Last Call Review of draft-ietf-sidrops-rtr-keying-01
review-ietf-sidrops-rtr-keying-01-secdir-lc-franke-2018-12-11-00

Request Review of draft-ietf-sidrops-rtr-keying
Requested rev. no specific revision (document currently at 06)
Type Last Call Review
Team Security Area Directorate (secdir)
Deadline 2018-12-18
Requested 2018-12-04
Authors Randy Bush, Sean Turner, Keyur Patel
Draft last updated 2019-01-23
Completed reviews Rtgdir Last Call review of -01 by Dhruv Dhody (diff)
Secdir Last Call review of -01 by Daniel Franke (diff)
Opsdir Last Call review of -02 by Scott Bradner (diff)
Assignment Reviewer Daniel Franke 
State Completed Snapshot
Review review-ietf-sidrops-rtr-keying-01-secdir-lc-franke-2018-12-11
Reviewed rev. 01 (document currently at 06)
Review result Has Issues
Review completed: 2019-01-23

Review
review-ietf-sidrops-rtr-keying-01-secdir-lc-franke-2018-12-11

I have reviewed this document as part of the security directorate's ongoing effort to review all IETF documents being processed by the  IESG.  These comments were written primarily for the benefit of the  security area directors.  Document editors and WG chairs should treat  these comments just like any other last call comments.

The summary of the review is Ready with Issues.

This document is well-written and generally sensible. I have just one major substantive concern, which is with this remark:

"[W]hen an operator wants to support hot-swappable routers, the same private key needs to be installed in the soon-to-be online router that was used by the the soon-to-be offline router. This motivated the operator-driven model."

This justification doesn't make sense to me. Surely it's possible for the two routers to have two different, concurrently-valid certificates, with the same Subject Name but different keys, each of them generated on the respective device? It must be, because this is explicitly described in the case of certificate rollover, and the two cases oughtn't look any different from the outside other than the "staging period" being much-prolonged.

I'm not going to advocate for complete elimination of the operator-generated method, but only because I know people are going to do it no matter what we tell them, whether it's a good idea or not. But we shouldn't be rationalizing copying private key material around when it isn't really necessary to do so.

Moving to meta-level concerns, this document reads much more like a BCP than a Proposed Standard. I note that it actually started that way, but was changed in November 2015. I can't find any record in the mailing list archives or meeting minutes of what motivated the change. I can venture a guess that at the time, the authors didn't feel that the "current" part of "best current practice" was truthful advertising. But if that's the case then this seems like a good time to reconsider in the light of the past three years of RPKI and BGPsec adoption.

This document contains 18 instance of SHOULD/RECOMMENDED and just two instances of MUST, and one of those two is a requirement on the behavior of the operator(!). I find this ratio troubling for a standards-track document and think it may be a symptom of inappropriate classification.

Editorial nits:

> There are two sub-methods, router-driven and operator-driven. These two sub-methods differ…

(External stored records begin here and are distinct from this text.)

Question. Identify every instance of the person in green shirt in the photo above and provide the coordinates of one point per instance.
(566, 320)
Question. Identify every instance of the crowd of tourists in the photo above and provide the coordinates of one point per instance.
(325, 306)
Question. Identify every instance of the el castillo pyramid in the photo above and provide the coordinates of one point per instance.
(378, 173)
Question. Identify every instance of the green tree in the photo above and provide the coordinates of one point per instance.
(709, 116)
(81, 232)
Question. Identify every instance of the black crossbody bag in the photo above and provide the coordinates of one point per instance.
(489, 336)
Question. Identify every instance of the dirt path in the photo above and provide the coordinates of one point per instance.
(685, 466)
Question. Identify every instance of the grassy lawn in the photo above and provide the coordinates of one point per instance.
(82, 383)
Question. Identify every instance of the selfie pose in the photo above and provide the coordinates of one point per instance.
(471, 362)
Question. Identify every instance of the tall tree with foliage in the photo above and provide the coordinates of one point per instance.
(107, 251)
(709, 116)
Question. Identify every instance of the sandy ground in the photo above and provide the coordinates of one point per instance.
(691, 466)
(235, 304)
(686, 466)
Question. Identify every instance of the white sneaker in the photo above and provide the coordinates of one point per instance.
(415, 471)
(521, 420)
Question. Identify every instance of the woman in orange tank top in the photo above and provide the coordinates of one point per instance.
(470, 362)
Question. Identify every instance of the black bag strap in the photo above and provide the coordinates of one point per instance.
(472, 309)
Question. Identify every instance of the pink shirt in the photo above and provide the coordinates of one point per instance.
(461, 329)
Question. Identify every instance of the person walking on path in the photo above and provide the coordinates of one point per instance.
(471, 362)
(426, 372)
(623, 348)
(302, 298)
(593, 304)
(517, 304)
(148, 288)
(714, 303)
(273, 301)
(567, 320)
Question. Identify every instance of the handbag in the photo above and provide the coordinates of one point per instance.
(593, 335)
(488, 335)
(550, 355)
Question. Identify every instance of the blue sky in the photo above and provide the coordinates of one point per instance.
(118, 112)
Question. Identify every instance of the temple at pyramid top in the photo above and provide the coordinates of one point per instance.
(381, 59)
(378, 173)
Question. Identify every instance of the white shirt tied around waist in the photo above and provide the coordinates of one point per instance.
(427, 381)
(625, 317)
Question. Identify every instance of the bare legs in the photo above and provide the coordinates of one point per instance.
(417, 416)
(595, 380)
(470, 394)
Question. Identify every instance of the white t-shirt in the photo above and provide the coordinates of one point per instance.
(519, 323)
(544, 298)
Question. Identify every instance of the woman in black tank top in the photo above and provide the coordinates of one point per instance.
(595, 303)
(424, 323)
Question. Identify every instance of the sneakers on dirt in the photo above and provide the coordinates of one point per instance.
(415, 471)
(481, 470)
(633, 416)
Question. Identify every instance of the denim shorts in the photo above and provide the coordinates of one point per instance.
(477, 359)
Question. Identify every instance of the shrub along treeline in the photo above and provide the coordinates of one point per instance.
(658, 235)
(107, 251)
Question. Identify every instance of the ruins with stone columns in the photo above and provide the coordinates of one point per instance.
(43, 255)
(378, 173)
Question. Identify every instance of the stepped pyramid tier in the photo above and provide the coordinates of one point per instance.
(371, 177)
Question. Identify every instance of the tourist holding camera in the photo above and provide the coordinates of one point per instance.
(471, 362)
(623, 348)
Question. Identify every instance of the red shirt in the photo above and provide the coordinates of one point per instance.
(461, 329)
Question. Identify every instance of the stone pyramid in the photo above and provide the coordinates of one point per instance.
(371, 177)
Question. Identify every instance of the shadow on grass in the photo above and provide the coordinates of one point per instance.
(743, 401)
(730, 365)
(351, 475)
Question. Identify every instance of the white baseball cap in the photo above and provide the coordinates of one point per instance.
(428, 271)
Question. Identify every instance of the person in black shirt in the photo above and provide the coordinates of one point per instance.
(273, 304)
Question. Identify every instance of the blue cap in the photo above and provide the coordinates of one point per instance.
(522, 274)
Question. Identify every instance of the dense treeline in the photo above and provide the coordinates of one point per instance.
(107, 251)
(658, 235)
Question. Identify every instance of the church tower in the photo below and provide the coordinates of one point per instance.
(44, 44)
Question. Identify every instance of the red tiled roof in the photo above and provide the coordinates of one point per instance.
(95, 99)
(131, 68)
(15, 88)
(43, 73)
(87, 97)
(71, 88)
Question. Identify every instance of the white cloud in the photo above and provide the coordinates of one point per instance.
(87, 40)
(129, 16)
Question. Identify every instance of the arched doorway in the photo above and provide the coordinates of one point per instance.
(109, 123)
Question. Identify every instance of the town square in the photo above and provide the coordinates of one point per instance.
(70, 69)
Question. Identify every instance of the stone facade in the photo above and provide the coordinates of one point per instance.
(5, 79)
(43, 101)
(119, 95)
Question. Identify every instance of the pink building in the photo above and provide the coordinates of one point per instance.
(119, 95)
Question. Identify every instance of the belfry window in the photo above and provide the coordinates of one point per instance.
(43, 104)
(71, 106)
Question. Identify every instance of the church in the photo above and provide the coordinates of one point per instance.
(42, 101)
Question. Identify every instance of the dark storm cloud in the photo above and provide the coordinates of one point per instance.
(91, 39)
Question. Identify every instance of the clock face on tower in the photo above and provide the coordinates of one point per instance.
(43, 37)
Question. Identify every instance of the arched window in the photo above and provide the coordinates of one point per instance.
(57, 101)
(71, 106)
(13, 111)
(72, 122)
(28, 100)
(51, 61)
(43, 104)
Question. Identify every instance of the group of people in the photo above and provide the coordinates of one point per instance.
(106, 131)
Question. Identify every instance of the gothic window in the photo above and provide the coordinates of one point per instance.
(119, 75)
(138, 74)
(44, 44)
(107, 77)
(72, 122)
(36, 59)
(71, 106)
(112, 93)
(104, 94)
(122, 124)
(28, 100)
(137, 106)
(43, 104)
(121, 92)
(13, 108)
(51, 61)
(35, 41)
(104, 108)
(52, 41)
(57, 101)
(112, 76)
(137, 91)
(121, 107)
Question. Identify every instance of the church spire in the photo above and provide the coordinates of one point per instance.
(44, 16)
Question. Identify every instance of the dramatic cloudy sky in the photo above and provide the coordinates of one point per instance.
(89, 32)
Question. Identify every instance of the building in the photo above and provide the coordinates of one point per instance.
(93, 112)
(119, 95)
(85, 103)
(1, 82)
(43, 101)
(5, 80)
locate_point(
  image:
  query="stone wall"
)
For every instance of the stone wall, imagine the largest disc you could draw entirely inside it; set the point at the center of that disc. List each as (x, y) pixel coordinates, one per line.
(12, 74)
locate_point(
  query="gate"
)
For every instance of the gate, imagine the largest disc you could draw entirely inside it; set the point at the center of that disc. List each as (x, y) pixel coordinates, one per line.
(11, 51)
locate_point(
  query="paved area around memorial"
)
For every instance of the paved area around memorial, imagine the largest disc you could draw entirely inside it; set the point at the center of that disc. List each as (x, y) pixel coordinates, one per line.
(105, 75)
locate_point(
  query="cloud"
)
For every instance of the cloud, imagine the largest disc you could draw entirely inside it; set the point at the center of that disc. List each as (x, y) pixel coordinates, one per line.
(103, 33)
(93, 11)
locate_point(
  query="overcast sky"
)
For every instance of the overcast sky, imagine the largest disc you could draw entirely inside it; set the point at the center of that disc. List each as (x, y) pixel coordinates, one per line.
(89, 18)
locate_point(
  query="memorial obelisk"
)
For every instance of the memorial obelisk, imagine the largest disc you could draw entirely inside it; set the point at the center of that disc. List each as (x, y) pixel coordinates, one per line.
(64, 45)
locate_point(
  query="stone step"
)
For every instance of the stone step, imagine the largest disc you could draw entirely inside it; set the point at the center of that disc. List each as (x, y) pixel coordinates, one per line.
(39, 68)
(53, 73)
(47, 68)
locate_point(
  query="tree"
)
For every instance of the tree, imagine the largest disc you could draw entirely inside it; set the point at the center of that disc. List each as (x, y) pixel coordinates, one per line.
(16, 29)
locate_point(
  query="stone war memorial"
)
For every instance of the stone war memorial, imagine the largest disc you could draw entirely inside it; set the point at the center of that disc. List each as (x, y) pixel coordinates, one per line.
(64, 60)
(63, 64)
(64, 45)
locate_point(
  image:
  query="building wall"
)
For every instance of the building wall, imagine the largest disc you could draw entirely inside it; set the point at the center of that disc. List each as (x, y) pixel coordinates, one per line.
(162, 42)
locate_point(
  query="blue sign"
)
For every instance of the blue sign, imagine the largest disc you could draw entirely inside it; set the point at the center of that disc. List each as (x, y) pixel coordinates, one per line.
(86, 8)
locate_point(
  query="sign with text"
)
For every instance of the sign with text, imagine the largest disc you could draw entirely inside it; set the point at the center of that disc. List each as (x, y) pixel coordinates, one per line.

Why are these called "sub-methods" here when in the rest of the document they're just "methods"? In various other places the document also uses "model" in place of "method" with no clear distinction.

> Though other configuration mechanisms might be used, e.g.  NetConf (see [RFC6470]); for simplicity, in this document, the protected channel between the management platform and the router is assumed to be an SSH-protected CLI.

The semicolon is ungrammatical. The sentence might scan better as "Though other configuration mechanisms might be used, e.g.  NetConf [RFC6470], the protected channel between the management platform and the router is assumed in this document to be an SSH-protected CLI."

> A number of options exist for the operator management station to exchange PKI-related information with routers and with the RPKI including …

The subsequent occurrences of "use" should be "using" or "to use" in order to complement the subject "a number of options".

> Once generated, the PKCS#10 certification request is returned to the operator over the protected channel.

Unnecessary passive voice. Rewrite as "Once the router has generated the PKCS #10 certification request, it returns it to the operator over the protected channel".

> Beware that experience has shown that copy and paste from a management station to a router can be unreliable for long texts.

"copy-and-paste" should be hyphenated.

> The router SHOULD extract the certificate from the PKCS#7 certs-ony message and verify that the public key corresponds to the stored private key

Typo: "certs-ony".

> Signing the PKCS#8, permits more advanced configurations where the entity that generates the keys is not the direct CA.

Inappropriate comma.

> The operator burden shifts here to include:

Should be "operator's burden".

> It is critical that a BGPsec speaking router is signing with a valid private key at all times.

Hyphenate "BGPsec-speaking".

> Ensuring this is not terribly difficult but requires that either

The subsequent "has", "notes", "warns", "uses" should be the subjunctive "have", "note", "warn", "use".


Thank you Danny Cooper, who knows much more than I do about RPKI, for sanity-checking my thoughts.